Copycat pages have since surfaced in a more horrible (hard to fathom), albeit a somewhat less targeted format just hours after the Aboriginal Memes page was no longer accessible: “Things that will offend people,” and “Being offensive for the hell of it”, are just some of the latest distasteful outlets which have emerged solely for the purpose of offending people.
It makes you wonder: what kind of person actually seeks out to offend others anyway? What do your friends, colleagues, and neighbours think of issues like this?
Yesterday, it was revealed that all kinds of everyday Australians had ‘liked’ the hate-filled page. People proudly ‘liked’ the appalling comments and pictures, despite many of them absent-mindedly listing their workplaces on their profiles. They were people who claimed to be from facets of our own Government: from the Australian Navy, Consumer Affairs Victoria, and Centrelink.
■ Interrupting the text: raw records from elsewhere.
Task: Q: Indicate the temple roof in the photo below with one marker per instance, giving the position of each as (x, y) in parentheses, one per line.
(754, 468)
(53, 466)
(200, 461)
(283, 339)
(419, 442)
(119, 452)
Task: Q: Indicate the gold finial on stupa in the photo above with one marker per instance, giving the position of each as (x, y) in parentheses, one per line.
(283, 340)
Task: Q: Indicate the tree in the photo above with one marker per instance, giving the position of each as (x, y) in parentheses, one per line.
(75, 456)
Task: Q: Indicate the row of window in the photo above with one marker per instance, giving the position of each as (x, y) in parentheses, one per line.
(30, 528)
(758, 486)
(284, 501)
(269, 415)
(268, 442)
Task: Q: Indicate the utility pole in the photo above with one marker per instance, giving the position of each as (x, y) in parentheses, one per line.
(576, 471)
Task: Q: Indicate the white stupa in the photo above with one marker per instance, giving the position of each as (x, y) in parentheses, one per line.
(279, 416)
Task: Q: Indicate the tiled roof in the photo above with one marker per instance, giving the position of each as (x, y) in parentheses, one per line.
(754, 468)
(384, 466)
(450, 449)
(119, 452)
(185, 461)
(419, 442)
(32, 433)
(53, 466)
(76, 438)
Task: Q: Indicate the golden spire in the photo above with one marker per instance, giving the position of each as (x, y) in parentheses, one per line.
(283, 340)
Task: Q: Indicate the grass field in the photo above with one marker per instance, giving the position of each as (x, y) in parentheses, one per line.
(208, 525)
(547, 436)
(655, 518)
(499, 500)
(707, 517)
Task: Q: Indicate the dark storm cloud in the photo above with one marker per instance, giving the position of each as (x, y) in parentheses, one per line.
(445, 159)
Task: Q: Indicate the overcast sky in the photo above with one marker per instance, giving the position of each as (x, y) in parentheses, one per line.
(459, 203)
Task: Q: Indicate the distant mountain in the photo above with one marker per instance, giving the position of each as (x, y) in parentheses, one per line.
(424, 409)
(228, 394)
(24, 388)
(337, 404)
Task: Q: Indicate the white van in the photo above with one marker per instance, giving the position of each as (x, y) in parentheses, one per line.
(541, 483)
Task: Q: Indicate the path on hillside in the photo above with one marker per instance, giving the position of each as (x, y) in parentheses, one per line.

Sure, you’re entitled to have an opinion. But perhaps you might want to clear your personal viewpoints with your employer first to check that you’re representing their thoughts accurately too? Unless, of course, your resume declared that you were a fan of dark humour with racist overtones.
But you also have to ask if this just a case of people being too easily offended these days. Are we all just too damn sensitive?
For one thing, Tony Abbott says it’s a key word he plans to ditch from the Racial Discrimination Act if elected to office, declaring that the freedom to ‘offend’ should be a fundamental component of free speech.
The section he refers to—18C—currently deems it unlawful to do or say something that ‘‘is reasonably likely, in all the circumstances, to offend, insult, humiliate or intimidate another person or a group of people’’ on racial or ethnic grounds.
So, where is the line? Well there’s some shit that just isn’t funny. Laughing at the disadvantage that is faced by some is one such instance. But enter the clever placement of the words like ‘controversial’ or ‘humour’, and it seems you’ve got yourself some kind of justification for it.
Other pages that Facebook deems ‘controversial humour’? Well there are ‘dead baby jokes’, ‘racist jokes’, and a myriad of others that endeavour to make light of everything from disabilities to sexual preferences. On the whole, it’s shocking stuff.
But it seems that’s what it’s all about. Indeed, the creator of the page devoted to ‘dead baby jokes’ concedes it is all about the shock factor: “...it was obvious to me that these types of jokes were purely figurative, simple dramatic irony with a play on shock humor. I find it hard to see how a conscious intellectual could view these jokes as literal, but unfortunately this world is not filled with conscious individuals. Dead baby jokes are funny because they incite controversy and are unexpected.”
But perhaps a reasonable person would say they are unexpected because of how far we have truly come as a society. This kind of behaviour simply shouldn’t exist in this day and age. It many ways, it reeks of an era that our country has tried so hard to leave behind and evolve beyond.
But even before Facebook’s ‘memes’ became commonplace, this kind of scenario was already doing the rounds at pubs, dinner tables, and on television screens near you. Controversial humour, that is. It just wasn’t so readily accessible. It didn’t have the exposure that it does on social media.
Are you appalled? Disgusted? Well, you wouldn’t believe it, but the creator of ‘dead baby jokes’ has some (mostly) sensible advice for you: “...if you really are as *outrageously* offended by these jokes as you say you are, due to personal experiences, delusional moral standards, or whatever I recommend you not post on my wall, you’re not going to find sympathy or relief from your grief, you’re also not changing anything or making the world a better place, you’re giving internet trolls something to do…”
The message is this: while we can’t escape the fact that some people will offend just for the sake of it, we can do something to minimise our exposure to it—at least to some extent.